I don't remember how it is on baselayout-1. On baselayout-2, if you blacklist a module, then the module will not be autoloaded when the need arises. For example, if you blacklist usbhid and later you plug in a usb mouse receiver, then the kernel will not automatically load the module. You will need to explicitly modprobe the module.
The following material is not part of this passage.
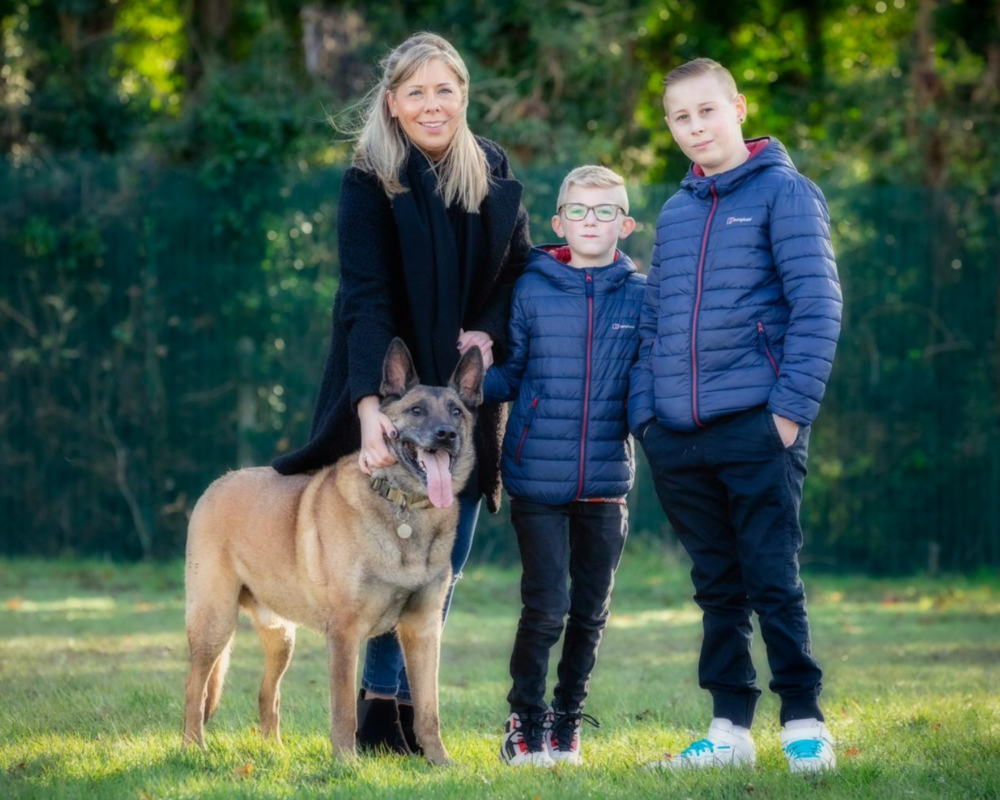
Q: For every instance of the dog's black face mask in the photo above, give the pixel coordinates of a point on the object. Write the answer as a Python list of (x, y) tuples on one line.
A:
[(434, 447)]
This can be a big disadvantage if you want a plug-and-play behaviour.

----------

## Geddy Leon

yes, the same is true when removing the /lib/modules/2.6.29.4/modules.alias and /lib/modules/2.6.29.4/modules.alias.bin files as I have been doing.

is there a solution that will not load on boot up but still do automatic loading when the need arises ?

that would be best, for sure.

----------

## ppurka

 *Geddy Leon wrote:*   

> yes, the same is true when removing the /lib/modules/2.6.29.4/modules.alias and /lib/modules/2.6.29.4/modules.alias.bin files as I have been doing.
> 
> is there a solution that will not load on boot up but still do automatic loading when the need arises ?
> 
> that would be best, for sure.

 I myself wanted such a solution, but I don't think there is.

----------

## Captain Newbie

 *ppurka wrote:*   

>  *Geddy Leon wrote:*   yes, the same is true when removing the /lib/modules/2.6.29.4/modules.alias and /lib/modules/2.6.29.4/modules.alias.bin files as I have been doing.
> 
> is there a solution that will not load on boot up but still do automatic loading when the need arises ?
> 
> that would be best, for sure. I myself wanted such a solution, but I don't think there is.

 

Demand loading (and unloading) is a neat idea indeed...some bright spark should work on that.

----------

## cyrillic

 *Captain Newbie wrote:*   

> Demand loading (and unloading) is a neat idea indeed...some bright spark should work on that.

 

Demand loading (and unloading) already works, and is enabled by default.

This whole thread is about making it not work.

----------

## dmpogo

 *cyrillic wrote:*   

>  *Captain Newbie wrote:*   Demand loading (and unloading) is a neat idea indeed...some bright spark should work on that. 
> 
> Demand loading (and unloading) already works, and is enabled by default.
> 
> This whole thread is about making it not work.

 

demand unloading is probably not working anymore. Used to be in the last century.

----------